More Noble to Tell a Small Lie Than...

As children, most of us were told by our parents and other grown-ups that we should always tell the truth. We were taught that lying was bad. Now that we’re a little bit older, the lines aren’t quite so clear.

How many of you have told a small fib in order to get a discount at the amusement park? When asked how you are, how many of you responded that you were fine when, in fact, you were anything but fine?

Are these lies culturally and ethically acceptable? When, if ever, is it okay to tell a lie? Should we always tell the truth, no matter what?

The Truth Can Hurt

The movie may not have been Oscar-worthy material, but Night at the Museum: Battle of the Smithsonian did offer one very valuable piece of wisdom. Robin Williams, playing the role of Theodore Roosevelt, said:

“Sometimes it’s more noble to tell a small lie than to deliver a painful truth.”

In the context of the story, “Teddy” told the other residents of the museum that they would all return to life the next evening. However, he knew that the powerful amulet that gives them life would not be accompanying them on their trip to the Smithsonian. As such, they would be stored away forever and would never again return to life. Was this a noble act in allowing the others effectively to indulge in a collective ignorance on the matter? Would it have been better if Teddy told them the truth?

A similar conundrum arises when it comes to the topic of mortality. If Goldie the Goldfish reaches the big fishbowl in the sky, how do you explain this death to a small child? Even more troubling, how would you explain the death of grandma to the same small child? This young one may not be able to grasp the concept of mortality.

Little Lies to Keep Moving Forward

Even getting beyond children, many people tell little white lies to their friends, peers, and colleagues for a myriad of reasons. Instead of saying that they were fired from their jobs, they may say that they were laid off. This may help to maintain a temporary happiness and minimize the possibility of an awkward conversation for all parties involved.

Similarly, you may be tempted to tell a small lie in order to further your career. You may artificially inflate your resume, giving potential employers the impression that you can do the job when you are, in fact, not at all qualified to do it. After being hired, you may prove yourself and you may indeed be good at what you do, but it’s a lie that got you there.

And let’s not forget about the little lies we tell ourselves. You may take an overly optimistic viewpoint on a situation, partly in hopes that that the self-fulfilling prophecy will bring your high hopes to fruition. Is that wrong?

Do the Ends Justify the Means?

The reason why you may believe it is more noble to tell a small lie than to deliver a painful truth is that this may result in a better overall outcome.
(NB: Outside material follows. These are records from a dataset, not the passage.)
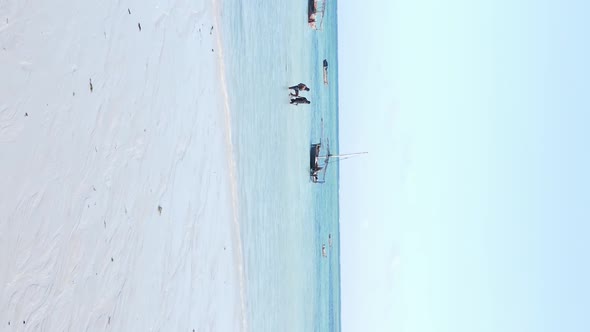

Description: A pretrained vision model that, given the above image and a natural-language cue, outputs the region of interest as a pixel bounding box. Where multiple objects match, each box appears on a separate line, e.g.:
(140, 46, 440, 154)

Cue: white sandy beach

(0, 0, 245, 330)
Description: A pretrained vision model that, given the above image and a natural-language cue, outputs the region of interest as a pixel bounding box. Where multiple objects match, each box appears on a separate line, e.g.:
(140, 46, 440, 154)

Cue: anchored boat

(310, 138, 367, 184)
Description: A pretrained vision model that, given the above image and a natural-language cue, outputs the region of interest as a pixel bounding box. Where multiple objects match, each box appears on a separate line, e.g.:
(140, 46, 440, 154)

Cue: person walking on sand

(289, 83, 310, 96)
(290, 96, 310, 105)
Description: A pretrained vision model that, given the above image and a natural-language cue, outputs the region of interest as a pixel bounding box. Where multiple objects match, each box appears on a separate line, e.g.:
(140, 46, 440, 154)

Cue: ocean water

(219, 1, 341, 331)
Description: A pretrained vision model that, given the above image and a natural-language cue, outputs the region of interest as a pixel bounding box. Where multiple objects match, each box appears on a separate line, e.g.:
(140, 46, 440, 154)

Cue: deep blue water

(219, 0, 340, 331)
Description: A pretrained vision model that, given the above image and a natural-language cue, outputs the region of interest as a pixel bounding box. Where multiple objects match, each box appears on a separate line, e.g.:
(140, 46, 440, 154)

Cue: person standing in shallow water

(290, 96, 310, 105)
(289, 83, 310, 97)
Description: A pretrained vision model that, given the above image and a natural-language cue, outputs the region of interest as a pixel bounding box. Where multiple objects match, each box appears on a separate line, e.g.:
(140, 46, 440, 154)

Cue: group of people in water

(289, 83, 311, 105)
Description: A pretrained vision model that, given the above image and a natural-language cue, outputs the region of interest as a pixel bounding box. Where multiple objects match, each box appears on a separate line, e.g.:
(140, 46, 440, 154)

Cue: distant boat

(311, 118, 366, 183)
(322, 244, 327, 257)
(308, 0, 326, 30)
(310, 119, 326, 183)
(323, 59, 329, 85)
(310, 138, 367, 183)
(310, 142, 325, 183)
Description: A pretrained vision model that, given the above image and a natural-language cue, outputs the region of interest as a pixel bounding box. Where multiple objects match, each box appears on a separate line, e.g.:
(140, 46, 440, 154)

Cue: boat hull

(308, 0, 316, 18)
(310, 143, 321, 171)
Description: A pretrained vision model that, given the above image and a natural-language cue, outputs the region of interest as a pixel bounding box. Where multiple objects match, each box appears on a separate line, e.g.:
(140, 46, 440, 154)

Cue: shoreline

(211, 0, 249, 330)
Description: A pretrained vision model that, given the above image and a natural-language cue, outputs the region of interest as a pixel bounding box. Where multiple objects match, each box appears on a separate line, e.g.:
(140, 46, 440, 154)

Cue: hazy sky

(338, 0, 590, 331)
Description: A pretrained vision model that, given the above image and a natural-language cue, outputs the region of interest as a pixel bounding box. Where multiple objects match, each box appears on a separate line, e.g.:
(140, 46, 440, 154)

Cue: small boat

(310, 143, 325, 183)
(310, 138, 367, 184)
(322, 244, 327, 257)
(323, 60, 329, 85)
(310, 119, 326, 183)
(310, 118, 367, 183)
(328, 234, 333, 247)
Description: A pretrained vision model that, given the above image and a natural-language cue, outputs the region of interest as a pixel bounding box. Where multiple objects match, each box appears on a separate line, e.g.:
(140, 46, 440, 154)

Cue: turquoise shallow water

(219, 1, 340, 331)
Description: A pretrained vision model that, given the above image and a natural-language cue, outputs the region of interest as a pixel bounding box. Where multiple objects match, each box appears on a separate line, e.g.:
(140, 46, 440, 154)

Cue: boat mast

(328, 151, 368, 159)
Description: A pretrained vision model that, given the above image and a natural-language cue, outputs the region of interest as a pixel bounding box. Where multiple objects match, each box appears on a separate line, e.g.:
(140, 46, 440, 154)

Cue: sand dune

(0, 0, 245, 330)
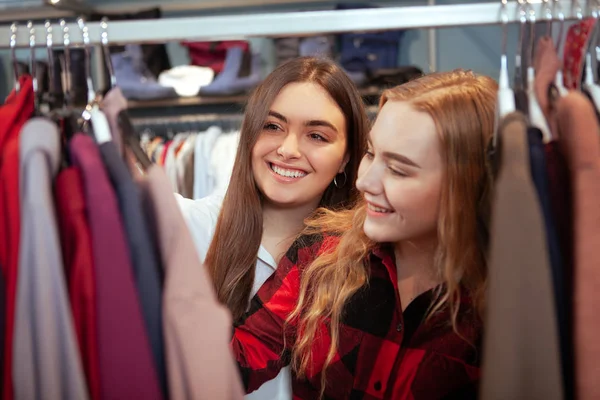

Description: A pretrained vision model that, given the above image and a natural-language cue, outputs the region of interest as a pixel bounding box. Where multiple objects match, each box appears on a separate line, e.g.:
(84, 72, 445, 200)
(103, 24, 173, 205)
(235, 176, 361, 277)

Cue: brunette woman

(232, 70, 497, 399)
(177, 56, 369, 400)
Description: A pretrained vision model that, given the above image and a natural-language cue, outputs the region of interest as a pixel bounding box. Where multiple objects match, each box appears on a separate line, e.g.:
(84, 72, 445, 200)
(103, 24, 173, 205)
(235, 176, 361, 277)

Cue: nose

(276, 132, 301, 160)
(356, 159, 384, 195)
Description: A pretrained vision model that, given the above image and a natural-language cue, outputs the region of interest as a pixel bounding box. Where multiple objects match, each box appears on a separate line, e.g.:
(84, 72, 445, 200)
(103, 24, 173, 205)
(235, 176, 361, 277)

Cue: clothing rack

(0, 0, 593, 47)
(132, 113, 245, 137)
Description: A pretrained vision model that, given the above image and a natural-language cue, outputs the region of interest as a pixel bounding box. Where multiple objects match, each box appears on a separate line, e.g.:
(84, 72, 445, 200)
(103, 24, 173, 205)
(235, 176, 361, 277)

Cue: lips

(367, 202, 393, 213)
(269, 162, 308, 178)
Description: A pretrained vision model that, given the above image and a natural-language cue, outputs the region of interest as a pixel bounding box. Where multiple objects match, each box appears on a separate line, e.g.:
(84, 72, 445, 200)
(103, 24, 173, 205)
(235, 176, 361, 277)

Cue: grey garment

(481, 112, 563, 400)
(14, 117, 89, 400)
(98, 141, 166, 396)
(101, 87, 128, 156)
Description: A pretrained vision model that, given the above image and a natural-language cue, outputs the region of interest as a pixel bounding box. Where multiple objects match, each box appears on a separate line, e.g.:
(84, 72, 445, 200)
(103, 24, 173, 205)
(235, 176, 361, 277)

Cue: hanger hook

You could be saving someone from unneeded stress and grief, since they may not be able to do anything to reverse the circumstances anyhow. However, this brings up the issue of whether the ends justify the means.

This is the justification that the government may have for covering up a secret in the interest of public safety. If they are planning some sort of sting operation on a terrorist organization and are asked what they have planned, you can understand why they couldn’t spill the beans, right? In doing so, they would alert the terrorist organization and their plans would effectively be foiled.

If you agree with Teddy Roosevelt, then you may also agree that it would be acceptable to kill one person if it meant that thousands could be saved. That’s debatable. In the end, you have to choose who you are and make decisions based on your own standards for ethics and morals. Is it okay to lie? Under what circumstances?